Long-term data from the NRG-RTOG 0617 trial dampened the idea of intensified locoregional radiotherapy (RT) in patients with stage III non-small cell lung cancer (NSCLC), as that group had significantly worse survival with dose-escalated RT, potentially related to increased toxicity from higher irradiation of the heart and lung. Consequently, researchers explored individualized/adaptive dose-intensified RT in patients with local tumor progression and/or recurrence.
The phase II NRG-RTOG1106/ECOG-ACRIN 6697 trial (NCT01507428) tested whether mid-treatment FDG-PET/CT could guide individualized/adaptive dose-intensified RT with the aim of improving and predicting outcomes. The study, published in the Journal of Clinical Oncology, revealed that while the adaptive approach was feasible and safe, it did not significantly improve efficacy outcomes.
Study Details and Findings
The trial randomized patients to either standard RT (60 Gy/30 fractions) or FDG-PET–guided adaptive treatment, stratified by substage, primary tumor size, and histology. Patients in the adaptive arm received an individualized, intensified boost RT dose to residual metabolically active areas, resulting in a mean RT dose of 71 Gy in 30 fractions and a mean lung dose of 17.9 Gy.

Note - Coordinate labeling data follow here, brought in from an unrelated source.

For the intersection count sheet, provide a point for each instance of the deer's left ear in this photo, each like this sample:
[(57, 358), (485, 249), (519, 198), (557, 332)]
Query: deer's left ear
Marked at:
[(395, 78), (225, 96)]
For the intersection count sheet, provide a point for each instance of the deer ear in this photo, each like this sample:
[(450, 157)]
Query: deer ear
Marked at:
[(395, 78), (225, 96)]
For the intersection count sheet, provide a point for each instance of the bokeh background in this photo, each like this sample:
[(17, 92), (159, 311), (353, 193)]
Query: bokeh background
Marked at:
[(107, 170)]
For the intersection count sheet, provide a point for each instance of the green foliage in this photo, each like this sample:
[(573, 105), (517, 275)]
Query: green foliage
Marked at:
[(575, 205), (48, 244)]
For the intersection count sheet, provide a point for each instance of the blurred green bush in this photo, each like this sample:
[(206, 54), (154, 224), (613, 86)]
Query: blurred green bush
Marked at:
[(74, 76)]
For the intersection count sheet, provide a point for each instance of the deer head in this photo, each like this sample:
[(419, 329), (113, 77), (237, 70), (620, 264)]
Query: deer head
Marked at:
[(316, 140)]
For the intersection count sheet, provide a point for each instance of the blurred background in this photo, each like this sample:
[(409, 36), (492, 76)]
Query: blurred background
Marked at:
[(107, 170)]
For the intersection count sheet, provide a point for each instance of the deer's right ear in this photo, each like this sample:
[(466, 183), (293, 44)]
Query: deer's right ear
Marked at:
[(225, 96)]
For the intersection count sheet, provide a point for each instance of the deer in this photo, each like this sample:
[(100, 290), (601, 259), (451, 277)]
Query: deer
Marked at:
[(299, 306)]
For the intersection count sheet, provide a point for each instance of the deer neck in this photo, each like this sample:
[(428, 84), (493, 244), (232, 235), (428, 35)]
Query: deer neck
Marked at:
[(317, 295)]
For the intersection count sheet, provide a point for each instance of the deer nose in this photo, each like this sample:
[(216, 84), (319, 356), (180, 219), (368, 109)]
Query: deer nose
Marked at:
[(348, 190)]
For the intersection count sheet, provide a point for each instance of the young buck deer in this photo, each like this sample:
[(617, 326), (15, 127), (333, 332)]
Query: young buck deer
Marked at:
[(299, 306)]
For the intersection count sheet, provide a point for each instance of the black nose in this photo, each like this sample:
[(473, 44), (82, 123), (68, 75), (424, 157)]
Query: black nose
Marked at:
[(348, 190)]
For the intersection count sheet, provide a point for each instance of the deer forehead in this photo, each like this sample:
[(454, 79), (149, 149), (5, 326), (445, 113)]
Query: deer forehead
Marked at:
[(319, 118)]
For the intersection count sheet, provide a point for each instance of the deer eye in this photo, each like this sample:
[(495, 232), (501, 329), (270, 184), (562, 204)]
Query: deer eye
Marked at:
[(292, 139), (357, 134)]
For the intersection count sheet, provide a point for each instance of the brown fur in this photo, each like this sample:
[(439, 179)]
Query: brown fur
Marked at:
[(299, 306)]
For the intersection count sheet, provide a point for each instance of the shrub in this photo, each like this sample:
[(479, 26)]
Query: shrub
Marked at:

The primary therapeutic endpoint was 2-year centrally reviewed freedom from local-regional progression (FFLP). The results showed no significant difference in centrally reviewed 2-year FFLP between the standard (59.5%) and adaptive arms (54.6%; P=0.66). There were also no significant differences in protocol-specified grade 3 toxicities, survival, or progression-free survival (P>0.4).

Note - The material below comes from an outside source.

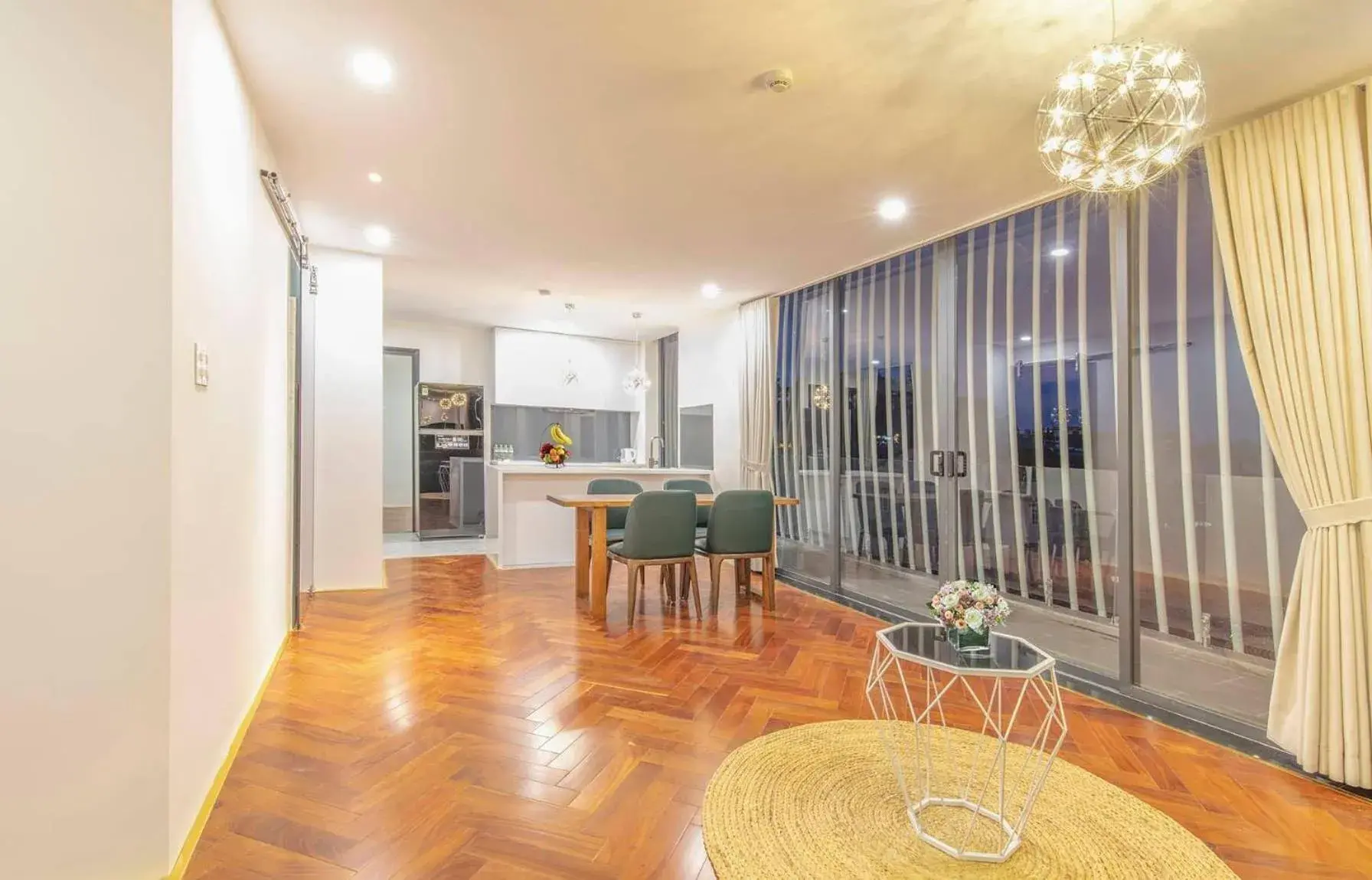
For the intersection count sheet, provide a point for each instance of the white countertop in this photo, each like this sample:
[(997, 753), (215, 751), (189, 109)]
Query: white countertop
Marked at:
[(583, 467)]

Implications and Future Directions
The authors concluded that midtreatment PET-adapted RT dose escalation as given in this study was safe and feasible but did not improve efficacy outcomes. They hypothesize that radiation dose selection needs even greater individualization, on the basis of intrinsic radiosensitivity defined in each patient, and that RT planning should consider the risks of cumulative irradiation of circulating lymphocytes. Greater attention to radiation dose to the heart and great vessels is needed in future studies.
Jonathan P.S. Knisely, MD, a radiation oncologist at Weill Cornell Medicine, suggested that the findings provide promise for patients so treated to further benefit from post-treatment immunotherapy with durvalumab (Imfinzi).
Diversity in Clinical Trials
Notably, the study had a relatively high percentage of Black enrollees (approximately 12%), addressing the underrepresentation of minority populations in clinical trials. Researchers emphasized the importance of addressing spiritual beliefs and logistical factors that influence the decision-making process of Black patients regarding clinical trial participation.